On 8/3/2010 8:10 AM, Alexander Terekhov wrote:
[Snip] Can you see how that would destroy FOSS licenses as any kind
of protection? Microsoft can afford to do that, but who in FOSS can
pay for all that? That was what Microsoft did to Lindows, suing them
 in country after country until they sold out and gave up, even
though they had, in my view, a winning case on the trademark issue.

What? You never thought of that? Well, somebody on the Dark Side has.
So you need to think about it too."


The Copyright Act of 1976 states very specifically that copyright
infringement occurs when an "exclusive right is violated":

"§ 501 · Infringement of copyright
(a) Anyone who violates any of the exclusive rights of the copyright
owner as provided by sections 106 through 122 or of the author as
provided in section 106A(a), or who imports copies or phonorecords into
the United States in violation of section 602, is an infringer of the
copyright or right of the author, as the case may be. For purposes of
this chapter (other than section 506), any reference to copyright shall
be deemed to include the rights conferred by section 106A(a). As used in
this subsection, the term “anyone” includes any State, any
instrumentality of a State, and any officer or employee of a State or
instrumentality of a State acting in his or her official capacity. Any
State, and any such instrumentality, officer, or employee, shall be
subject to the provisions of this title in the same manner and to the
same extent as any nongovernmental entity."

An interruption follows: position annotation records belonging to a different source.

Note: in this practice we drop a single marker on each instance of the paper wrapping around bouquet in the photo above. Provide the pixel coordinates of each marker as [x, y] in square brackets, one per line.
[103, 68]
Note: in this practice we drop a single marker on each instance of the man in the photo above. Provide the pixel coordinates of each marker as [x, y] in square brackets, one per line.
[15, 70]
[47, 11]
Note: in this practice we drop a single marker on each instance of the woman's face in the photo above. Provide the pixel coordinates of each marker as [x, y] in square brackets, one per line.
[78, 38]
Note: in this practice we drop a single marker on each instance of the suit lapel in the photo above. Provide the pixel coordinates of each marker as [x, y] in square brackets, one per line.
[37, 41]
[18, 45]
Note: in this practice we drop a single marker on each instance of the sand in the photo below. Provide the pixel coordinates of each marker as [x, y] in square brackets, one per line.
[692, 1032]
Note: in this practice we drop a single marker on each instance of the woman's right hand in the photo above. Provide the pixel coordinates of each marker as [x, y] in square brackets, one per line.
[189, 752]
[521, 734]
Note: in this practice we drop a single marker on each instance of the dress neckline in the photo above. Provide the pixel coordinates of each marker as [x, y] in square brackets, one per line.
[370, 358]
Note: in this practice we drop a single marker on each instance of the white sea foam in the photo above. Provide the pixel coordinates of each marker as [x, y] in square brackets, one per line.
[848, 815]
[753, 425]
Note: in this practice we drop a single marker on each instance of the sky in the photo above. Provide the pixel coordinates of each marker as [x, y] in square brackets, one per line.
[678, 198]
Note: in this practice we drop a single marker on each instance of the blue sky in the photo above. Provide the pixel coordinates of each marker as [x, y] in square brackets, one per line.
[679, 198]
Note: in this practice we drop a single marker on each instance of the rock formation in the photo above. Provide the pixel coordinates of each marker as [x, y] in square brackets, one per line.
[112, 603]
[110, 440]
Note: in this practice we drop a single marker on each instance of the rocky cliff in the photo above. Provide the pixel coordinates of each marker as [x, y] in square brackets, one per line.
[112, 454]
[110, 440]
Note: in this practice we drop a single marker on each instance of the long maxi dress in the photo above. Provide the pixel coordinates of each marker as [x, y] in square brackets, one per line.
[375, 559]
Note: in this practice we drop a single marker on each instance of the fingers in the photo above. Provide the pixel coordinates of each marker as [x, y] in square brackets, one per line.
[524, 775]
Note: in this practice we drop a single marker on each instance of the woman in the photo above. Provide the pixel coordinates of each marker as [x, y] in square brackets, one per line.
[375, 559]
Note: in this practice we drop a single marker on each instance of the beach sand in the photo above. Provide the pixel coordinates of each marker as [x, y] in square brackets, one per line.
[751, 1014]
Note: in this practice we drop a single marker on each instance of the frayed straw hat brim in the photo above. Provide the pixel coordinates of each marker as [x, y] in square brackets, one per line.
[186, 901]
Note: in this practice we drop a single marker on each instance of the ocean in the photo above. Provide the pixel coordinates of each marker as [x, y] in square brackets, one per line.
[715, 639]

The Supreme Court has explained what this means:

"An unlicensed use of the copyright is not an infringement unless it
conflicts with one of the specific exclusive rights conferred by the
copyright statute. Twentieth Century Music Corp. v. Aiken, 422 U.S., at
417 (1984).

The purported goal of the GPL is stated in the GPL itself:

"These requirements apply to the modified work as a whole. . . Thus, it
is not the intent of this section to claim rights or contest your rights
to work written entirely by you; rather, the intent is to exercise the
right to control the distribution of derivative or collective works
based on the Program."

An exclusive right to distribute a derivative work "as a whole" is
nowhere mentioned in the Copyright Act. I will gladly contribute $10,000
to the favorite charity of any person who can show me where the
Copyright Act grants this purported exclusive right.

This lack of an exclusive right to distribute a derivative work "as a
whole" was explained to PJ and her ilk by Daniel Wallace when Maureen
O'Gara published these facts in Feb. 2004 in Linux Business News.

Six years later, she is still spreading the big lie in the hope that if
you repeat a lie often enough it will magically become the truth. I
suspect PJ is becoming very nervous because several defendants in the
Best Buy et. al. suit have called the SFLC's bluff. A federal court
actually reviewing the GPL on the merits means the death of the GPL.